Congressistas batem recorde de uso da cota para autopromoção; veja quem gastou mais
O uso da cota parlamentar para autopromoção costuma crescer nos primeiros meses do ano eleitoral ou no ano imediatamente anterior
Os deputados federais e senadores gastaram, em conjunto, 42,32 milhões de reais da cota parlamentar nos primeiros cinco meses de 2026 para divulgação da atividade parlamentar, ou autopromoção. É o maior gasto nominal para o período desde que as Casas começaram a registrar a informação, em 2008. O recorde anterior era de 41,98 milhões de reais, em 2024.
O levantamento foi feito por O Antagonista e Crusoé a partir dos dados disponibilizados pela Câmara e Senado. Os deputados federais gastaram 40,09 milhões de reais da cota no período de janeiro a maio deste ano para autopromoção. O valor também é recorde, superando os 40,01 milhões de reais de 2024.
Os senadores, por sua vez, utilizaram 2,22 milhões de reais nos primeiros cinco meses de 2026. É o segundo maior montante da série histórica, perdendo apenas para os 2,65 milhões de reais em 2025.
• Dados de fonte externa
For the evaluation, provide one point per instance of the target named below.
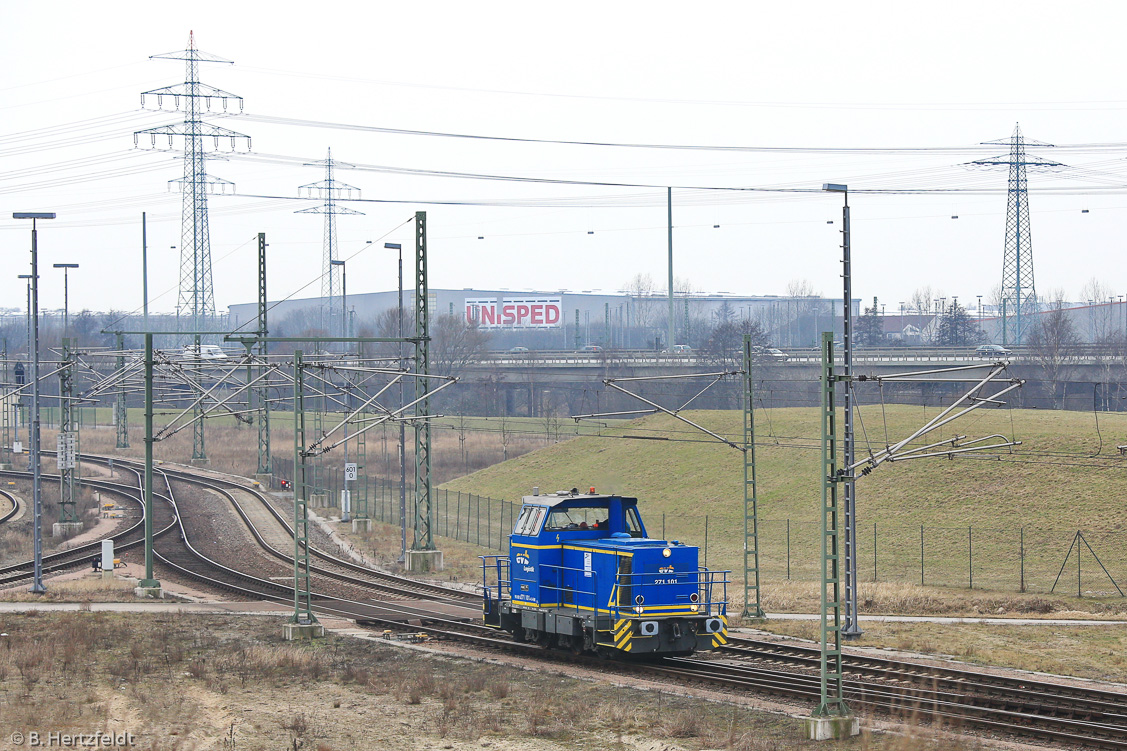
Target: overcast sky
(890, 98)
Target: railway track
(1068, 700)
(334, 567)
(1053, 713)
(131, 536)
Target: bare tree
(641, 289)
(921, 300)
(1101, 319)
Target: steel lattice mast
(1019, 292)
(330, 191)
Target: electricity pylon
(196, 302)
(329, 191)
(1019, 293)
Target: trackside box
(583, 574)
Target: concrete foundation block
(831, 729)
(423, 560)
(65, 529)
(295, 632)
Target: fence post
(873, 551)
(706, 540)
(1022, 559)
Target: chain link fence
(1012, 558)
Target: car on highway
(991, 351)
(202, 352)
(770, 353)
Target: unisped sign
(515, 312)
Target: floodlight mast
(852, 627)
(37, 586)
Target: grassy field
(982, 518)
(1094, 652)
Os números reforçam o debate na sociedade sobre se não deveriam existir regras mais rígidas para o uso do benefício para essa finalidade. É dinheiro público tendo uma destinação questionável, como mostramos em Crusoé.
O uso da cota para autopromoção costuma crescer nos primeiros meses do ano eleitoral ou no ano imediatamente anterior ao das eleições devido a uma proibição existente.
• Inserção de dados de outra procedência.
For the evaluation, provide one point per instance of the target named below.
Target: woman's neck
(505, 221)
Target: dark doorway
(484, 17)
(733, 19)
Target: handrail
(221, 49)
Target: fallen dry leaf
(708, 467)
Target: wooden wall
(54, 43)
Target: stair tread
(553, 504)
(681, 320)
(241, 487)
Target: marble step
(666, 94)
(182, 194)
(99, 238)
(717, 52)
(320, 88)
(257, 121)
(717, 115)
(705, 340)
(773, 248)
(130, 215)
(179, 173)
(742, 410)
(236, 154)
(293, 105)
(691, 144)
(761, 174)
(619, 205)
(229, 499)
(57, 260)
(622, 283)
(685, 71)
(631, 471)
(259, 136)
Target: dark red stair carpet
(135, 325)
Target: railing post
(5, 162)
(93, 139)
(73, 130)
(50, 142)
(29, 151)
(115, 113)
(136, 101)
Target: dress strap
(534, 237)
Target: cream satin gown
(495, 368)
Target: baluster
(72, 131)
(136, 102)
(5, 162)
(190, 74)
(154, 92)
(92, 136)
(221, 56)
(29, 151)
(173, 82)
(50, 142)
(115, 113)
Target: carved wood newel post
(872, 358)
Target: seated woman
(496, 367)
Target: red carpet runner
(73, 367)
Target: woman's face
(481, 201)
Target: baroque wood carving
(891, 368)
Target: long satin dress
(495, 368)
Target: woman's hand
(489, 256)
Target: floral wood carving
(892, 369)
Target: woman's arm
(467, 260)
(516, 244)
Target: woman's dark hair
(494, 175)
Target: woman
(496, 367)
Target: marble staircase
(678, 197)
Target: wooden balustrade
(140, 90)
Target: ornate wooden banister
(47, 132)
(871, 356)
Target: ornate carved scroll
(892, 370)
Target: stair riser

Desde 2012, os deputados federais que forem se candidatar no pleito não podem usar a cota para divulgação da atividade parlamentar nos 120 dias anteriores à data das eleições, e os senadores que forem se candidatar, nos 180 dias anteriores.
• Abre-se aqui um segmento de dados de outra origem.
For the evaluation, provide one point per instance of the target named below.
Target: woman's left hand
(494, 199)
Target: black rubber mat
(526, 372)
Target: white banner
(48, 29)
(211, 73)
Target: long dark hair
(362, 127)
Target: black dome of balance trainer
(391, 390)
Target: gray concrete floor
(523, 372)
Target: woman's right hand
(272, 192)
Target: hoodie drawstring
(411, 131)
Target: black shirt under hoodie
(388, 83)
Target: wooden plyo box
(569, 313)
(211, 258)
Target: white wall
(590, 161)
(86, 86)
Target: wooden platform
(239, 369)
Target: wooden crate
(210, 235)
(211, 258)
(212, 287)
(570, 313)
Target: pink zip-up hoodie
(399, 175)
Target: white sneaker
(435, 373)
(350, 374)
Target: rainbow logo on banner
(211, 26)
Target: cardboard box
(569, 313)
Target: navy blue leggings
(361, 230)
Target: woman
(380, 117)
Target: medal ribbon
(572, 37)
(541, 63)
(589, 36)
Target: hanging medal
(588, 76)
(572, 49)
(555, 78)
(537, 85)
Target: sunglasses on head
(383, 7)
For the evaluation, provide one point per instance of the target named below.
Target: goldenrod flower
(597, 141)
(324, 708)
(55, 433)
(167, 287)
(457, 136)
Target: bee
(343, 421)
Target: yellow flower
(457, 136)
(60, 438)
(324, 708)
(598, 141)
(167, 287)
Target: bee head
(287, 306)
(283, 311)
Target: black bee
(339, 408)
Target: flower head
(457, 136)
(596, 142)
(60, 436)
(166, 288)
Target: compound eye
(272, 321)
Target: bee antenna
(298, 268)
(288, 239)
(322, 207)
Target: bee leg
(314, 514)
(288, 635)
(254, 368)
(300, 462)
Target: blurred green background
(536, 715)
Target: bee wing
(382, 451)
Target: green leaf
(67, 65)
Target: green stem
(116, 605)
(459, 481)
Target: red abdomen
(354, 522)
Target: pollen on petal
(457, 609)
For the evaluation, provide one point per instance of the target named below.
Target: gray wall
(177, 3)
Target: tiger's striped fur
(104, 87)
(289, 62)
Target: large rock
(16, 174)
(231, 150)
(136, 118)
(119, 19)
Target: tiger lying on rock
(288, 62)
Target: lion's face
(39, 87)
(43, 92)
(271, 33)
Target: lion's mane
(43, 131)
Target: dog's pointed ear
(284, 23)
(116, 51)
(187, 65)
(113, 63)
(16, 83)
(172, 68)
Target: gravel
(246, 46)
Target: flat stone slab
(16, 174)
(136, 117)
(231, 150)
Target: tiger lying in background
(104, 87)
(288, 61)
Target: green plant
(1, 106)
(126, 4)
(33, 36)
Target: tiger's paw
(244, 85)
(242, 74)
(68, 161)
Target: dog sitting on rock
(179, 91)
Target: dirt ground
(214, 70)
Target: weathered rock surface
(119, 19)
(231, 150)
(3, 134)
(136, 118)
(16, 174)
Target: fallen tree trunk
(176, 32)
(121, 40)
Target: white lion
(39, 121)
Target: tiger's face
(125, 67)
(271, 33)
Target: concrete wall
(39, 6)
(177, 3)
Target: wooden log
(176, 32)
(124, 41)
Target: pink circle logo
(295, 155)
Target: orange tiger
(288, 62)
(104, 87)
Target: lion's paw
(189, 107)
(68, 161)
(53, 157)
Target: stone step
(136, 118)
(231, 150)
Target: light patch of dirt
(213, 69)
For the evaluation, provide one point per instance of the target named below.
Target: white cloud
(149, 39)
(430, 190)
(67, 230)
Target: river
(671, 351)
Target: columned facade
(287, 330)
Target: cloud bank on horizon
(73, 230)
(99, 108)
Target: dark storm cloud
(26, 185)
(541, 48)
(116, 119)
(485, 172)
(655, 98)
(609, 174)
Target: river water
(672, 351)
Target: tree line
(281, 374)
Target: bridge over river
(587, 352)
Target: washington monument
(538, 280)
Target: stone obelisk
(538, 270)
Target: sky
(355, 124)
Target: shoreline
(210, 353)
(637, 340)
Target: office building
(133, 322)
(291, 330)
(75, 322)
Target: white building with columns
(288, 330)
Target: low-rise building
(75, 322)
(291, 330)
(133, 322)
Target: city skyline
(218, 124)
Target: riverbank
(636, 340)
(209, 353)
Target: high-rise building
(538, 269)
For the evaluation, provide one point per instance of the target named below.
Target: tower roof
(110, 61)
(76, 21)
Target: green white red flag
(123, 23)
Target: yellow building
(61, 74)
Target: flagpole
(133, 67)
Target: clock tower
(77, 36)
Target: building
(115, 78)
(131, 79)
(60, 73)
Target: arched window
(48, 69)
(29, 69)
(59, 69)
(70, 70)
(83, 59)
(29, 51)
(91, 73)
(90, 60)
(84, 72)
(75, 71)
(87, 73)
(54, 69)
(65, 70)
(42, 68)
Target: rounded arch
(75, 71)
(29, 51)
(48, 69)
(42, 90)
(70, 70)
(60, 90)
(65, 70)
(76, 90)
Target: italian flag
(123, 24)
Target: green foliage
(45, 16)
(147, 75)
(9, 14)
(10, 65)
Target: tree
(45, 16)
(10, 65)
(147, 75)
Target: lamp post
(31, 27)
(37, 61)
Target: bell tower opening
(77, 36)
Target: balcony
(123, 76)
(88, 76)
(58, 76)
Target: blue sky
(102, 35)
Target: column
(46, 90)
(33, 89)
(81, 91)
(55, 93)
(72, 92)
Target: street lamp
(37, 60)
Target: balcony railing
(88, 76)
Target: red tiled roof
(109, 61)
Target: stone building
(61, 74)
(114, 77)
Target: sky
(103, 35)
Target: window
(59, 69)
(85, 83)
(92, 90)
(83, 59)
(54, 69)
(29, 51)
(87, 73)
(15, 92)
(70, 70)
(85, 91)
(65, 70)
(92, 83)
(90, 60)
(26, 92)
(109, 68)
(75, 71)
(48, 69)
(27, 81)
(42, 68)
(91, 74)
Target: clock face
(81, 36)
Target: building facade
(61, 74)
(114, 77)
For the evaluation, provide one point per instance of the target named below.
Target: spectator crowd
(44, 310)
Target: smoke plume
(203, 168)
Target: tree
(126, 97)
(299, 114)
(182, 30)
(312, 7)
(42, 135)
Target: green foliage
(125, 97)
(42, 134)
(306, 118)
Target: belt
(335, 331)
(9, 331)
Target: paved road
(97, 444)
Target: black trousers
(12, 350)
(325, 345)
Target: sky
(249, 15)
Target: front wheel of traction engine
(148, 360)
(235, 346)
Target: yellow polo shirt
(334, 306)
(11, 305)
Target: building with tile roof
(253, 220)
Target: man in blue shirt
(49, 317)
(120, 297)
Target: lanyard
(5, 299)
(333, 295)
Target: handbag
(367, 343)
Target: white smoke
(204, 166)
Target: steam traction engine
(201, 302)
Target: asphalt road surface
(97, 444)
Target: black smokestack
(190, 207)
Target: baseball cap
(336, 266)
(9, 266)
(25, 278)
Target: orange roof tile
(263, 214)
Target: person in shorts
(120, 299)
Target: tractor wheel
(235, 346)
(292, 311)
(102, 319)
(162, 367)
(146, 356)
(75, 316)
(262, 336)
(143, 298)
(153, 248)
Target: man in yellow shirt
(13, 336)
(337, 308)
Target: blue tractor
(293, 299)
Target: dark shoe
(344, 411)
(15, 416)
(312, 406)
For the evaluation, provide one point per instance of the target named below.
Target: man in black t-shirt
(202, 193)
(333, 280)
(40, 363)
A ideia da regra é tornar o pleito mais equilibrado, visto que candidatos que não são congressistas não dispõem desses montantes para divulgar suas ações.
O resultado, porém, é que os congressistas acabam torrando o que podem no período imediatamente anterior à proibição.
Neste ano, o período de proibição começou em 6 de junho e 7 de abril, respectivamente. De janeiro a junho de 2026, os deputados gastaram 40,22 milhões de reais.
É o segundo maior gasto no período em um ano eleitoral na série histórica, atrás somente dos 46,90 milhões de reais em 2024.
Entretanto, o mês ainda não terminou, e os deputados e senadores têm até 90 dias para apresentar a documentação comprobatória do gasto. Ou seja, os montantes utilizados ainda podem aumentar.
No momento, os dados do Senado apontam que, de janeiro a abril, os senadores utilizaram 2,05 milhões de reais da cota para divulgação da atividade parlamentar. É o maior montante para o período em anos eleitorais na série histórica.
Somando o que deputados e senadores gastaram até seus respectivos meses de início da proibição, são 42,28 milhões de reais, montante superado somente pelos 48,46 milhões de reais de 2024 – resultado que considera o mês de junho inteiro.
Quem gastou mais?
No período de janeiro a maio de 2026, Eunício Oliveira (MDB-CE) – 222 mil reais -, Andréia Siqueira (PSB-PA) – 220 mil reais – e Wilson Santiago (Republicanos-PB) – 216,2 mil reais – foram os deputados federais que mais usaram a cota para autopromoção.
Se for considerado os primeiros dias de junho, Moses Rodrigues (União-CE) – 218,5 mil reais – aparece em terceiro lugar.
Todos são bastante ativos no Instagram. Eunício é pré-candidato a senador pelo Ceará e os demais devem concorrer à reeleição.


No caso do Senado, no período de janeiro a maio, os senadores que mais gastaram foram Styvenson Valentim (Podemos-RN) – 159,69 mil reais – Jayme Campos (União-MT) – 144,75 mil reais – e Zenaide Maia (PSD-RN) – 126,55 mil reais.
Se for considerado apenas até abril, o presidente do Senado, Davi Alcolumbre (União-AP), aparece em segundo lugar – 112 mil reais – e Jayme Campos fica em terceiro – 96 mil reais.